In-Vision™ Imaging System is used for the qualitative and quantitative evaluation of vascular morphology in the coronary arteries and vessels of the peripheral vasculature. It is also incicated as an adjunct to conventional angiographic procedures to provide an image of vessel lumen and wall structures.

ChromaFlo is indicated for qualitative blood flow information from peripheral and coronary vaculature; flow information can be an adjunct to other methods of estimating blood flow and blood perfusion.

Device Description

The JOMED Inc. In-Vision™ Imaging System consists of the imaging catheter, the patient interface module, and the system console. The system console gathers and displays high-resolution intra'uminal images that can be analyzed both qualitatively and quantitatively. In addition to supplying diagnostic information, the In-Vision™ Imaging Systems can be adjunct to interventional therapies, such as balloon angioplasty. With ChromoFloTM, a two-dimensional color map of relative blood flow is overlaid on the grayscale image, providing a ditional information for vessel analysis. The In-Line Digital™ option displays a two-dimensional, 360° rotations, and longitudinal view of the vessel.

AI/ML Overview

Here's an analysis of the provided text regarding the In-Vision™ Imaging System's acceptance criteria and studies:

Based on the provided 510(k) summary, the document does not contain specific acceptance criteria tables or detailed performance study results in the manner requested. The submission is a "Special 510(k)" for a software modification (version upgrade to V4.1) of an existing device. For such submissions, the focus is often on demonstrating that the changes do not raise new questions of safety or efficacy, rather than presenting extensive de novo performance data.

Therefore, many of the requested fields cannot be filled directly from this document. However, I can extract the available information and highlight what is missing.

Acceptance Criteria and Device Performance

Not explicitly stated in the document. The document states: "Applicable testing was performed to evaluate the modifications to the In-Vision™ Imaging System. The test results were found to be acceptable as required by the respective test plans and protocols."

This indicates that internal acceptance criteria and protocols were used, but the specific metrics and performance values are not disclosed in this 510(k) summary.

Study Details (Based on Available Information)

Since detailed performance data is not provided, many of these sections will indicate "Not specified in document."

#	Feature	Description
1	A table of acceptance criteria and the reported device performance	Not specified in document.
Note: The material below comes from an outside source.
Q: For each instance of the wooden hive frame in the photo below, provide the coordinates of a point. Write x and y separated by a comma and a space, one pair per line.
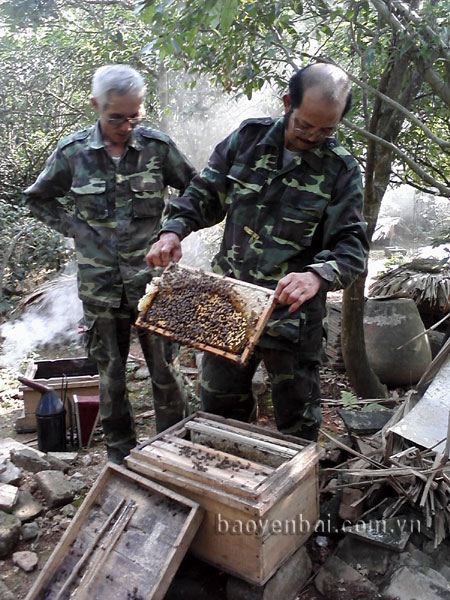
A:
126, 541
256, 300
243, 474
The document states "Applicable testing was performed... The test results were found to be acceptable as required by the respective test plans and protocols," but no specific criteria or performance values are provided.
2	Sample size used for the test set and data provenance	Not specified in document. The document does not mention sample sizes for any test sets or the origin (country, retrospective/prospective) of any data.
3	Number of experts used to establish the ground truth for the test set and qualifications	Not specified in document. No information on expert involvement or ground truth establishment is provided for any testing.
4	Adjudication method (e.g., 2+1, 3+1, none) for the test set	Not specified in document. No information on adjudication methods is present.
5	If a multi-reader multi-case (MRMC) comparative effectiveness study was done, and its effect size	Not specified in document. The document does not mention an MRMC study or any comparison of human readers with vs. without AI assistance. This device is an imaging system, not an AI-assisted diagnostic tool in the modern sense.
6	If a standalone (i.e. algorithm only without human-in-the loop performance) was done	Not specified in document. While "performance data" is mentioned, there's no detail on whether this involved standalone algorithm performance, or if the "device" implicitly includes a human operator for interpretation. Given the era and device type, it's highly likely human interpretation is integral.
7	The type of ground truth used (expert consensus, pathology, outcomes data, etc.)	Not specified in document.
8	The sample size for the training set	Not specified in document. It's unlikely a "training set" in the modern machine learning sense was employed given the context of a software modification to an intravascular ultrasound system in 2003. "Training" would more likely refer to system configuration or calibration.
9	How the ground truth for the training set was established	Not specified in document.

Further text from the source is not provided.